Overall, the visual-to-auditory stimuli appear to be processed in an integrated way, which takes into account both the initial features of the stimuli (here auditory), and those novel ones that arise when using the device (here visual). This line of reasoning extends beyond the field of sensory substitution, as an increasing number of scientists defend the view of a brain organized in a task-specific and modality-independent architecture32,53. More generally, our results reveal that sensory plasticity in humans is a complex phenomenon which depends both on the kind of processes that are involved and on individual specificities. It should be underlined that the fact that both visual and auditory processes are involved might lead one to consider the experience after training with a sensory substitution device as a form of artificial synesthesia. However, a detailed analysis of these two processes showed that sensory substitution does not fulfil the essential criteria that characterise synaesthesia (see54,55).

Third, the vertical integration hypothesis also posits that using a conversion device involves flexible processes and phenomenologies, with different weights attributed to the sensory modalities as a function of individual differences and as a function of the task demands. Our results show that different phenomenologies are indeed involved as a function of the task performed with the device—i.e., visual for an identification task, sonar-like for a localization task—, but only for participants with high auditory abilities. This suggests that a differentiated use of the device requires high individual capacities in processing the input signal. Thus, learning to use a conversion device could involve different perceptual strategies, as a function of these pre-existing capacities.

The third point has implications in the field of the rehabilitation of visual impairments through the use of conversion devices. Given that these devices allow their users to compensate for the loss of one sensory modality, the most optimal way to learn how to use these devices is crucial.

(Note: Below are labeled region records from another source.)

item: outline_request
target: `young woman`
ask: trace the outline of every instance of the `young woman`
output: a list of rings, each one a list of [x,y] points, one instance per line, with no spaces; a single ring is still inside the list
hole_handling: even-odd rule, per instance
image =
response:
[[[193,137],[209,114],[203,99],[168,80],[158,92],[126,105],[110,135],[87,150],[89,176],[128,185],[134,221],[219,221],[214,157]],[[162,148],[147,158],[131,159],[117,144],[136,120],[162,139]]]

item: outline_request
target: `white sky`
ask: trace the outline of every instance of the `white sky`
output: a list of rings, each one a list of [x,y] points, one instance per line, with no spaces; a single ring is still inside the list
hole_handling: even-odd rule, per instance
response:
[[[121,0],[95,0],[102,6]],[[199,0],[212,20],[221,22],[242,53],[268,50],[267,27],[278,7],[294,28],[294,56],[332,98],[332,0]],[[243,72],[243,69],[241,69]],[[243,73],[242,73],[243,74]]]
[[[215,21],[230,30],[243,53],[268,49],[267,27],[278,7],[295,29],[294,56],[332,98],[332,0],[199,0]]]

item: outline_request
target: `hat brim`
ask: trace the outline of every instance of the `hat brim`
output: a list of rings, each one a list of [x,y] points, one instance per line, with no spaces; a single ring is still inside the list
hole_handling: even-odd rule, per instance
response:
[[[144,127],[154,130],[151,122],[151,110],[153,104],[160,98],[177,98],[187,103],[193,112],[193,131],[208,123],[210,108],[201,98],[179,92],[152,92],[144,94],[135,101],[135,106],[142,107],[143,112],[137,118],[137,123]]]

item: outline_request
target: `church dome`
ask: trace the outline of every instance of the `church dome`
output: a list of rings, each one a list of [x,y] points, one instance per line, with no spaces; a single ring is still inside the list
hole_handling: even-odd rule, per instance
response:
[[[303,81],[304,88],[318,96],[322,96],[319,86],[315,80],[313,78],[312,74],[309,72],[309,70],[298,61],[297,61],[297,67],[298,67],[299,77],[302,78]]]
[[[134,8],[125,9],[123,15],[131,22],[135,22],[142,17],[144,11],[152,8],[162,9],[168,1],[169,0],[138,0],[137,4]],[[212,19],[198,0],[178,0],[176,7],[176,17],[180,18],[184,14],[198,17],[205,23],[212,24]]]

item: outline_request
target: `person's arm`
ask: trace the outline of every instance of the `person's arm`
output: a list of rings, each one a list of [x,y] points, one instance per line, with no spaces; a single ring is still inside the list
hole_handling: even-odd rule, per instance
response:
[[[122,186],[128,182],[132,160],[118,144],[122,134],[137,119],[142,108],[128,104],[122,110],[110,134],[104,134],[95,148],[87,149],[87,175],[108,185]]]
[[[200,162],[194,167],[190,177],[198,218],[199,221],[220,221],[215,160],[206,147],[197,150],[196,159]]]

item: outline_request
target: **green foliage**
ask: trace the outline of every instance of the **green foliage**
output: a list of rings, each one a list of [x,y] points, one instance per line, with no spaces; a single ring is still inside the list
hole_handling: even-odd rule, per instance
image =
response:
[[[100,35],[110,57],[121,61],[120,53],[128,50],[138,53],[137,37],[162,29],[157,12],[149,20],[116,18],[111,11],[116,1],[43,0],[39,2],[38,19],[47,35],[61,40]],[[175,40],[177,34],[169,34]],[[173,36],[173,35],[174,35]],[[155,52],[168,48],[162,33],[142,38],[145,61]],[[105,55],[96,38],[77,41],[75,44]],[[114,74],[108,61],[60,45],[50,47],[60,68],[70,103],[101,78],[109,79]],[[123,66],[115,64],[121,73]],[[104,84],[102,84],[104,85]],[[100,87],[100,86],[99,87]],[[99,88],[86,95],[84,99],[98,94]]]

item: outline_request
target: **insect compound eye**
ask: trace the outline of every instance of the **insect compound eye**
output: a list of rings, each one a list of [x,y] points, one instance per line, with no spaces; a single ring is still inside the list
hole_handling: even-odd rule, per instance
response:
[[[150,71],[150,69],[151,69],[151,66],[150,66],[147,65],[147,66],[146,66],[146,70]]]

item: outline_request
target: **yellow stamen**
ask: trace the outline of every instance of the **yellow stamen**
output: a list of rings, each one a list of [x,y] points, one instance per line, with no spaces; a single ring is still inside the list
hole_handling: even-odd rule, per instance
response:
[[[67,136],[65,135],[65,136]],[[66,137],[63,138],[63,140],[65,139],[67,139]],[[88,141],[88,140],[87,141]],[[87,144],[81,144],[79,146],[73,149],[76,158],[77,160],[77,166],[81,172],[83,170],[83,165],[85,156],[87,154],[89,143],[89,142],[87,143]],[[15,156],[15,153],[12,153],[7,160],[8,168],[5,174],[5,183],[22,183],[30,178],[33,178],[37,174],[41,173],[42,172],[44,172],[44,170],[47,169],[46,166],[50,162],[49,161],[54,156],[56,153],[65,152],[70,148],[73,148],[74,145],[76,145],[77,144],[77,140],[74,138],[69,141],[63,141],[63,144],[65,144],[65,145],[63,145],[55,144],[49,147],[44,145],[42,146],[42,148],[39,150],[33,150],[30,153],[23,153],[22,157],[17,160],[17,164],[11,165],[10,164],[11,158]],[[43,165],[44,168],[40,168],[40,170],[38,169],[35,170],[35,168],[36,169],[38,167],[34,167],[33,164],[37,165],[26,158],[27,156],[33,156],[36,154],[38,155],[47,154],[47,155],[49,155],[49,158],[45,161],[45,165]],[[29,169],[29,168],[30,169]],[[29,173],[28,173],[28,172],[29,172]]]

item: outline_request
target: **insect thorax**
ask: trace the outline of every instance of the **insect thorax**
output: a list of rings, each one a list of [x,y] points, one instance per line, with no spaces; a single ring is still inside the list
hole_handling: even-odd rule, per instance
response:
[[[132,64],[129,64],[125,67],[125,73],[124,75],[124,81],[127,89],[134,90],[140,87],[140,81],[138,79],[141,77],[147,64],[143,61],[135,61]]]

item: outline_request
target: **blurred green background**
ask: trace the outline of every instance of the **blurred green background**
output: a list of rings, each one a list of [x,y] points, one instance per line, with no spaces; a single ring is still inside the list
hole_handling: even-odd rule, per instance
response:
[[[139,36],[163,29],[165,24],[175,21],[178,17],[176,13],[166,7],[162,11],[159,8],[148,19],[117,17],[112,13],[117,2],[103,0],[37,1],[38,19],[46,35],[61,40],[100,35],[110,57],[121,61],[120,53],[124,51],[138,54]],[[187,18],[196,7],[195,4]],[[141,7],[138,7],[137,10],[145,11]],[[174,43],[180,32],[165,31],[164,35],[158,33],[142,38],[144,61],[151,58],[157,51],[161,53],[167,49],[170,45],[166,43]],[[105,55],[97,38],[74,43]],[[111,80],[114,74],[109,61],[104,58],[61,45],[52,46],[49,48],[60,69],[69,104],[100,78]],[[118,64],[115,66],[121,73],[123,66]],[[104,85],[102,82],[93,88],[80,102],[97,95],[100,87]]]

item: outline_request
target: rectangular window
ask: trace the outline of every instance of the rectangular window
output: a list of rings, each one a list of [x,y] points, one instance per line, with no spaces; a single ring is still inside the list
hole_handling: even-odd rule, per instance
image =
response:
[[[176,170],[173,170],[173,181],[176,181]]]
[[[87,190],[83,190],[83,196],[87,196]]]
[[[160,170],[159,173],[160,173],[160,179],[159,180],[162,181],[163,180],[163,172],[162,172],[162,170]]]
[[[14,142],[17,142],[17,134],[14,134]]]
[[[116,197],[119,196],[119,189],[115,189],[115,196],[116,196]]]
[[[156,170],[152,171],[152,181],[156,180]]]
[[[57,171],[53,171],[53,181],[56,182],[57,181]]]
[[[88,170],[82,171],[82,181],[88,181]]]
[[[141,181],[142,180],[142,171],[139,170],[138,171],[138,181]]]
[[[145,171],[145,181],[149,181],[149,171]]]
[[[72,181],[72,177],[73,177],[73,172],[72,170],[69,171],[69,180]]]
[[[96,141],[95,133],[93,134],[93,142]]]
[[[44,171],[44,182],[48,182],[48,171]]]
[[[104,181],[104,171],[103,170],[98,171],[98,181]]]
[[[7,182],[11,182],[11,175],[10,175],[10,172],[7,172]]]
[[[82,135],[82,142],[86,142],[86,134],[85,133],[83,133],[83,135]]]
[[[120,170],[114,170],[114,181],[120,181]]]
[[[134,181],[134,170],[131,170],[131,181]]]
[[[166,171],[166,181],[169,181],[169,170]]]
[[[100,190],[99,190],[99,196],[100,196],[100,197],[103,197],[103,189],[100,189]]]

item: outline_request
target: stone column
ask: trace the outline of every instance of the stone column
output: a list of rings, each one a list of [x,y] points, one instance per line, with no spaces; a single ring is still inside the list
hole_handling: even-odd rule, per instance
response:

Our results suggest that an optimal learning procedure will consist in training participants both to accurately analyse the features of the stimuli provided to the initial sensory modality, and to correctly interpret its translation into the other sensory modality. In addition, the balance between these two learning components should be adjusted as a function of users’ individual differences concerning low-level and high-level perceptual abilities. More broadly, our study has an impact on the understanding of how people adapt to a new environment or to a new tool, namely by relying on individual low level and high level abilities and strategies.


To conclude, William James made the hypothesis that, if our eyes were connected to the auditory brain areas, and our ears to the visual brain areas, we would “hear the lightning and see the thunder”56. The results of our study reveal that using a device that changes the way we receive inputs from the environment simultaneously changes the way these stimuli are processed. Thus, the stimuli are not only processed by different brain networks, they are also processed differently at the functional and phenomenological levels. However, the association of the visual interference effect with the role of individual auditory abilities and the associated phenomenology underlines the fact that functional plasticity is complex, and based on a multisensory architecture involving both visual and auditory processes. Our results show that people can become able to visualize auditory stimuli while keeping on processing it auditorily. In William James’ words, they become able to “see the thunder” while keeping on hearing it.